Abstract

Approximately 10% of hypertensive patients have treatment-resistant hypertension defined as uncontrolled hypertension despite taking effective doses of 3 classes of antihypertensive drugs including a calcium channel blocker, thiazide diuretic, and an angiotensin-converting enzyme inhibitor or angiotensin-2 receptor blocker. The Pathway-2 study of treatment-resistant hypertensives randomized to receive an additional low dose of spironolactone demonstrated that addition of the mineralocorticoid receptor (MR) antagonist lowered the blood pressure (BP) more effectively than placebo, bisoprolol, or doxazosin. The extent of BP lowering by spironolactone was predicted by the baseline aldosterone–renin ratio (1). Aldosterone excess is common in patients with treatment-resistant hypertension and about 20% of these patients meet current criteria for primary aldosteronism (PA) (2).
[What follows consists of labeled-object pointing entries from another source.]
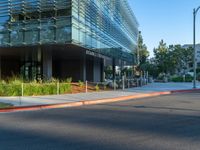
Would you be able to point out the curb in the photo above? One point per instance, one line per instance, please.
(92, 102)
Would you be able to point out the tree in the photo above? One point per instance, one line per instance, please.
(162, 57)
(142, 53)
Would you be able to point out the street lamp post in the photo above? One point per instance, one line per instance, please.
(194, 45)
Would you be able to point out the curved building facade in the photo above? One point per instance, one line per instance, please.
(65, 38)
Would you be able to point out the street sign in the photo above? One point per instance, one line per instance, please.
(198, 53)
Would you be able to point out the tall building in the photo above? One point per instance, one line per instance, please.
(65, 38)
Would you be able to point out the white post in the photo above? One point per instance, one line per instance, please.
(123, 82)
(128, 83)
(58, 88)
(114, 85)
(86, 84)
(22, 86)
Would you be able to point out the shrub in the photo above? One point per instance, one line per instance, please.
(97, 87)
(188, 78)
(80, 84)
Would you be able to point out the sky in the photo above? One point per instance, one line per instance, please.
(170, 20)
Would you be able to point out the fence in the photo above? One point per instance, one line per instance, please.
(34, 89)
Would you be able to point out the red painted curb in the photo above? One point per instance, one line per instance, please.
(92, 102)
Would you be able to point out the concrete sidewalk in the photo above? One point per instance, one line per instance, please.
(69, 98)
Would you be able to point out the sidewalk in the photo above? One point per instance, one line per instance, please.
(69, 98)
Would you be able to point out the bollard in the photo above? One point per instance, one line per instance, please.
(114, 85)
(22, 89)
(128, 83)
(123, 82)
(86, 86)
(58, 88)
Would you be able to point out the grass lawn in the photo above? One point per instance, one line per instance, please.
(4, 105)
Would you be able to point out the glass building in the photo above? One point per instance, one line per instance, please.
(65, 38)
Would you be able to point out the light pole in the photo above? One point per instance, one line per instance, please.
(194, 45)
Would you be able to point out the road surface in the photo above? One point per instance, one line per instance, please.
(159, 123)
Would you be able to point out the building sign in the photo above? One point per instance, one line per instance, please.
(198, 54)
(91, 53)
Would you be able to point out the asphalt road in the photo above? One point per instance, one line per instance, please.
(161, 123)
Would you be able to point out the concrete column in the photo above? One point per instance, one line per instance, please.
(97, 70)
(0, 67)
(113, 68)
(47, 64)
(83, 67)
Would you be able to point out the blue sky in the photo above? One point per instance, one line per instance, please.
(171, 20)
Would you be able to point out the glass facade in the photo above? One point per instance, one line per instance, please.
(108, 27)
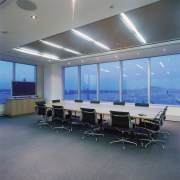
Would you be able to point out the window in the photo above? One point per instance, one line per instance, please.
(24, 72)
(71, 83)
(165, 80)
(6, 77)
(135, 81)
(88, 82)
(109, 81)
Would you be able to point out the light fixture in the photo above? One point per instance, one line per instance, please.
(34, 17)
(139, 66)
(104, 70)
(131, 26)
(84, 36)
(59, 47)
(162, 65)
(36, 53)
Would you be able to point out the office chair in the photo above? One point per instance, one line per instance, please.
(78, 100)
(95, 102)
(121, 121)
(77, 114)
(142, 104)
(89, 117)
(163, 118)
(42, 110)
(118, 103)
(152, 128)
(56, 101)
(59, 117)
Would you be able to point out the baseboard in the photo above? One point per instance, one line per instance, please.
(173, 118)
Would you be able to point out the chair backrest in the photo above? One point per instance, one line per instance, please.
(78, 100)
(89, 115)
(41, 110)
(142, 104)
(40, 103)
(120, 119)
(95, 102)
(118, 103)
(55, 100)
(58, 112)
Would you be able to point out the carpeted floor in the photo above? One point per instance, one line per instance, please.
(30, 153)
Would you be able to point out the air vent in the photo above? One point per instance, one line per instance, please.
(2, 1)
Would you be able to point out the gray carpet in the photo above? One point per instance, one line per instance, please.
(30, 153)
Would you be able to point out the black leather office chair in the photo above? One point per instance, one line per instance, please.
(163, 118)
(56, 101)
(78, 100)
(59, 118)
(142, 104)
(121, 121)
(95, 102)
(89, 117)
(42, 110)
(151, 129)
(118, 103)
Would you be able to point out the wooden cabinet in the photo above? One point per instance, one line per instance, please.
(18, 106)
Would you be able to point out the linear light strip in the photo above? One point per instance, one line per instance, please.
(130, 25)
(84, 36)
(59, 47)
(36, 53)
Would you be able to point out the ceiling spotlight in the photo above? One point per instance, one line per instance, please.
(34, 17)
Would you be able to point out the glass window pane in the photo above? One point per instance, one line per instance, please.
(135, 81)
(109, 81)
(165, 78)
(71, 83)
(24, 72)
(6, 77)
(88, 82)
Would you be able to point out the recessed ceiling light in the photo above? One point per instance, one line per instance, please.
(34, 17)
(132, 27)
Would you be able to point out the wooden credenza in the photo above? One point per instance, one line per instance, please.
(18, 106)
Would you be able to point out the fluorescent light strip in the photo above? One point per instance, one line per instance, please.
(36, 53)
(51, 44)
(133, 28)
(59, 47)
(89, 39)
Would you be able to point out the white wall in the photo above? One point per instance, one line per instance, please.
(52, 82)
(40, 81)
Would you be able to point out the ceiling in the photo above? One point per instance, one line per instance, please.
(156, 20)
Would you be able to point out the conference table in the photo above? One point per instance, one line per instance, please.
(136, 112)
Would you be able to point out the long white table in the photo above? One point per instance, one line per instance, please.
(105, 108)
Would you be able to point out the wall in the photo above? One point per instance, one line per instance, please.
(52, 82)
(40, 81)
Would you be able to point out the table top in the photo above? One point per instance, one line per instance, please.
(105, 108)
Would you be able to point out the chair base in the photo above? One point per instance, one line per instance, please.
(155, 141)
(62, 127)
(91, 133)
(123, 140)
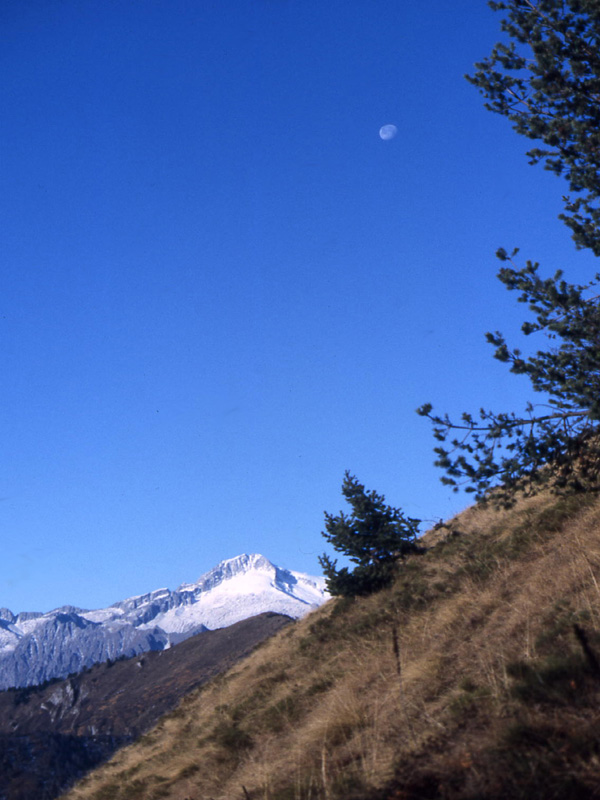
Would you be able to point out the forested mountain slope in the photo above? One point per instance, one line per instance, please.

The importance of aldosterone synthesis in primary hypertension was demonstrated several decades ago by lowering the BP of patients with low renin hypertension with aminoglutethimide, an inhibitor of the mitochondrial side chain cleavage enzyme (CYP11A1) (3). Only aldosterone levels significantly decreased; those of deoxycorticosterone, cortisol, and other steroids were unchanged or increased (3). Spironolactone, the most used MR antagonist, has significant adverse effects including hyperkalemia and off-target effects through the androgen and progesterone receptors. Newer more selective MR antagonists including eplerenone and finerenone are less effective antihypertensives. An alternative approach to treat hypertension due to inappropriate aldosterone levels is to target its synthesis.